A person may come through and show me they’re in jeans and work boots. They may have a tool belt on, and so it helps me understand that person is showing me themselves as someone who was a hands-on worker. Someone else may come through in a suit, vest, a tie and was a businessman. Once I opened my eyes after saying the prayer, and I saw two grinning, happy older people waving at me—a man and a woman, kind of chubby and bubbly with matching clothes. The man had a shirt with a bolo tie, and the woman was wearing a full crinoline skirt. I asked the client if she could identify a couple who loved square dancing. She excitedly said yes. It was her grandparents, who traveled to square-dancing contests. Whether the spirits ever really wore exactly what my impression sees is not the point: they’re trying to get across to me in the way that I can interpret through the mediumship. It really is a three-way communication, not an exact science.


“I know that I step out of the body all the time when I work with healing.”

Gregory Kehn

I had a very difficult time at 11 years old. I was very, very sick. I had a temperature and an infection. My lungs were filled with fluid. I lost 26 pounds in a week. Then I died. The experience was like going through a tunnel of light. I felt like I was moving at an incredible rate of speed. And then, all of a sudden, I came out of the end of the tunnel, which just shrinks up and disappears. I saw my grandmother, who had died when I was nine, standing across the river. The color of that experience, the color of the trees and the color of the river and the color of everything, was just absolutely beyond what we have on the earth plane. I heard her say "Gregory," and I had this inner knowing that I could walk across the river. I walked up to the other shore, looked at my grandmother, gave her a hug, and she introduced me to Jesus, and Jesus explained to me that I was only there for a little bit and that I was going back to be with my family, but not to worry, this is what I was here to learn.


“I see auras with people. I see energy fields around people and around animals. I sense them, I perceive them.”

Sherry Lee Calkins

The aura isn’t just something that you see. You feel it as pressure or heat or warmth. You see it. You smell it. You hear it. I’m what’s called a “channel.” One day, this lady came to me during one of our Lily Dale services, and she said, “I’m seeing your fingers as colored pencils.” When the spirits said they wanted me to draw the aura, I didn’t understand them because I cannot draw. But when I decided I’d try it, I sat down in front of this one lady, with a pad of drawing paper and a collection of pastels. I said, "Do you mind if I do a drawing of your aura while I’m reading for you?" The lady’s name was Julia. She was from Tennessee, I guess. She had a lovely little accent. But she said, "Why, no. Go right ahead," and I did my first aura chart. I didn’t have to think about it, I just picked up the chalk I was impelled to touch and started drawing. I didn’t think about what I was doing, like in the talking. I just let it happen.
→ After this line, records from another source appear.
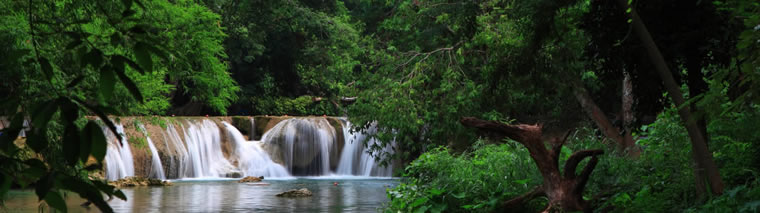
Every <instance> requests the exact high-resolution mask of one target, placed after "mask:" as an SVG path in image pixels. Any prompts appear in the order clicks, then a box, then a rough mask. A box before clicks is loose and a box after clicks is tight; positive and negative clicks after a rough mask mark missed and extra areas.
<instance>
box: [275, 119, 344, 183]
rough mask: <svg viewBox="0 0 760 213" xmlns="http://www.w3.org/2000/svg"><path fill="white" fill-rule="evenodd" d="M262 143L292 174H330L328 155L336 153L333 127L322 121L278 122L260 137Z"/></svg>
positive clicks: (316, 119)
mask: <svg viewBox="0 0 760 213" xmlns="http://www.w3.org/2000/svg"><path fill="white" fill-rule="evenodd" d="M261 141H262V142H264V144H266V145H268V146H270V147H271V148H272V149H273V151H274V153H279V154H280V157H281V158H280V159H282V161H283V162H284V163H285V167H286V168H288V170H289V171H290V172H291V173H292V174H294V175H326V174H329V173H330V154H331V153H334V154H337V153H338V152H337V151H336V150H335V149H336V138H335V128H333V127H332V126H331V125H330V123H329V122H328V121H327V119H325V118H291V119H287V120H284V121H281V122H280V123H278V124H277V125H275V126H274V127H272V129H271V130H269V131H267V132H266V133H265V134H264V135H263V136H261ZM275 155H276V154H275Z"/></svg>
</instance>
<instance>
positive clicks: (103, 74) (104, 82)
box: [98, 67, 116, 101]
mask: <svg viewBox="0 0 760 213" xmlns="http://www.w3.org/2000/svg"><path fill="white" fill-rule="evenodd" d="M105 68H106V69H101V70H100V81H99V82H98V84H100V88H99V90H98V91H99V92H100V95H101V97H103V99H104V101H108V100H111V98H112V97H113V88H114V86H115V85H116V76H115V75H114V71H113V70H111V69H110V67H105Z"/></svg>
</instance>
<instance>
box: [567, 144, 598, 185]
mask: <svg viewBox="0 0 760 213" xmlns="http://www.w3.org/2000/svg"><path fill="white" fill-rule="evenodd" d="M601 154H604V151H603V150H601V149H587V150H581V151H577V152H575V153H573V155H570V158H568V159H567V161H566V162H565V175H564V176H565V178H567V179H573V178H575V170H576V167H578V163H580V162H581V161H582V160H583V159H585V158H587V157H589V156H597V155H601ZM594 159H595V158H592V161H593V160H594ZM590 164H591V162H589V165H590ZM586 168H588V165H587V166H586ZM583 172H587V171H586V169H584V170H583ZM588 172H589V174H590V173H591V171H588Z"/></svg>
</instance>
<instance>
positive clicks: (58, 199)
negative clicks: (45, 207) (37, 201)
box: [45, 192, 66, 213]
mask: <svg viewBox="0 0 760 213" xmlns="http://www.w3.org/2000/svg"><path fill="white" fill-rule="evenodd" d="M45 202H46V203H47V204H48V205H49V206H50V207H52V208H54V209H56V210H58V211H61V212H64V213H66V202H64V201H63V197H61V194H59V193H58V192H50V193H47V195H46V196H45Z"/></svg>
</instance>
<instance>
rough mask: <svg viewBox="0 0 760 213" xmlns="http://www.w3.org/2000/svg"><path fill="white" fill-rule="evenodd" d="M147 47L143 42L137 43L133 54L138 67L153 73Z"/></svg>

“When I'm connecting with the spiritual realm, sometimes the spirits just show me pictures of what they're doing.”

Lynne Forget

I once saw a picture of a gentleman out in a country road—not even a dirt road, more like a track that maybe was made by farm equipment or something on the outside of a fence. He was wearing casual clothes and walking down this trail with a dog. And so I'll describe the gentleman, and I'll describe the dog and the situation, and people will recognize or not recognize what I'm showing them. Oftentimes it's part of the picture that they create to let their loved ones know that they're doing what they want to do in spirit, that they're at peace. It's an internal sensation, really. I would compare it to gazing into the flames when you're sitting around a campfire. You know how you gaze into a fire and your imagination just kind of goes, and you see pictures? It’s like that.